Yaman bir sualle başlayalım: Mister Patrik, 15 Temmuz’da ne halt karıştırıyordu?
Şöyle de sorabiliriz:
Patrikhane, 15 Temmuz’daki darbe girişimi sırasında FETÖ’ye yardım etmiş midir?
Böyle sualleri, “en baba” tarihçimiz İlber Ortaylı sorabilir mi?
-Ne mümkün: Zinhar soramaz!
Peki, ya nedir?
İlber Hoca, Patrik Bartholomeos için…
Ancak ve ancak bir “güzelleme” yazısı döşenebilir!
Mister Patrik hakkında yeni çıkan bir kitaptan hareketle, Hürriyet’teki sütununda (19 Aralık 2021) yaptığı gibi…

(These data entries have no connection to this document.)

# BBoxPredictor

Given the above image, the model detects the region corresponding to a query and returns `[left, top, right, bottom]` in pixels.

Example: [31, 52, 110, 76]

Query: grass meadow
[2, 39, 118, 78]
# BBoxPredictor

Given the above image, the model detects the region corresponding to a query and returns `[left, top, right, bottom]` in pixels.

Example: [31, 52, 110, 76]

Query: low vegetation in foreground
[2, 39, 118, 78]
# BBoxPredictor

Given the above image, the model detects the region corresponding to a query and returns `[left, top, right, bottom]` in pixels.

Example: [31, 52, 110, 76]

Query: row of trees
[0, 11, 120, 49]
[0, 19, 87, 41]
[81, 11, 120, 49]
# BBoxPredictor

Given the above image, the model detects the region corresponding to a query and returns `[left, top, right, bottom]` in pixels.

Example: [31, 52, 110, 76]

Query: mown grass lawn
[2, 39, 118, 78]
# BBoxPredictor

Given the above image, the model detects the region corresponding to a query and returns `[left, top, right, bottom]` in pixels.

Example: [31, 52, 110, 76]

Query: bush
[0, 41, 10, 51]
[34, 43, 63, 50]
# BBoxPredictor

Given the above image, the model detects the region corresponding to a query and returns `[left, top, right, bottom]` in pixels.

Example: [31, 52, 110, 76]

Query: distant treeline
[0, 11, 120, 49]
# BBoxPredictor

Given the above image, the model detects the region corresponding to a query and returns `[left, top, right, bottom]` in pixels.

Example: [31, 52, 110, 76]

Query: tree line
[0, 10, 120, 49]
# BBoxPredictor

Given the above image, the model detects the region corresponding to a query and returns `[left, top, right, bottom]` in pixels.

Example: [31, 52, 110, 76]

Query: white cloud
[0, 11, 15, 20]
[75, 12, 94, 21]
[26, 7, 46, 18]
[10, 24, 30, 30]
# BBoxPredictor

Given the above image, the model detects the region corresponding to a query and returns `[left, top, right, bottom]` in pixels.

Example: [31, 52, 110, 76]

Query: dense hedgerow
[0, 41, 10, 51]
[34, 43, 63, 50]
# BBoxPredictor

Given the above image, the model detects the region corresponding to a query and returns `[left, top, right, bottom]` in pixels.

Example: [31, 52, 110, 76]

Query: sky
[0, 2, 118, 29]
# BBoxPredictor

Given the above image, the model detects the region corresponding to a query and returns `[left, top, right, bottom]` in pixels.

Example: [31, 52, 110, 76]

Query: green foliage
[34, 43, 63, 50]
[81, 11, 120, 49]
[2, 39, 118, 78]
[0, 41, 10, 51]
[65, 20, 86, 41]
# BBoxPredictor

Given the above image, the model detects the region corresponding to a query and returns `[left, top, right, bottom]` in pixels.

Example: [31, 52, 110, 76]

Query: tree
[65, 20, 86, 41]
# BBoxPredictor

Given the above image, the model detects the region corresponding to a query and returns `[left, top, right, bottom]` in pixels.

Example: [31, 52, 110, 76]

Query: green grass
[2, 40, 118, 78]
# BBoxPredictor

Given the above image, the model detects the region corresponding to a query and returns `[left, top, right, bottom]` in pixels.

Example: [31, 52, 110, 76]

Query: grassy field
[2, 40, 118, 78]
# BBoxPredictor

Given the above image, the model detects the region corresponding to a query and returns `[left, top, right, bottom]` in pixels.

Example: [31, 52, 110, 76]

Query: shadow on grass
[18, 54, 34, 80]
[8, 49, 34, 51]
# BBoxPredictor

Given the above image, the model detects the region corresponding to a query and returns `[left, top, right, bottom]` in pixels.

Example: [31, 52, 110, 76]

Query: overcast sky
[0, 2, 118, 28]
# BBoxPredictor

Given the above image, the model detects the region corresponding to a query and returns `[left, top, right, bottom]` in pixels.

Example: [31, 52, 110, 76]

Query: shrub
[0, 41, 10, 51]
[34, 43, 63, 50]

Gazeteci ile tarihçi arasındaki temeldeki farkı isabetle işaretlediği için; İlber Hoca’nın geçmişte söylediklerini, buraya not edelim:
“Akademik tarihçiden çok, gazeteci tipi yani olay yerine giden kişidir; iyi tarihçi…
Bugünün önemli haberlerine imza atan gazeteciler için ‘tarihe not düştü’ denmesinin sebebi aslında biraz da budur…” (30.8.2013)
“PORTAKAL, ORDA KAL”
Komprador Burjuvazi, derin suikastları (faili meşhur cinayetleri) irdeleyen, araştıran velhasıl “olay yerine giden” gazetecileri hiç sevmez.
Soru soran, gerçeği arayan ve dahi gün ışığına çıkaran hakiki gazetecilerden nefret ederler.
İlber Ortaylı’nın “rakipsiz” tarihçiliği mi; Komprador Üst Sınıf’ın müsaade ettiği yere kadardır!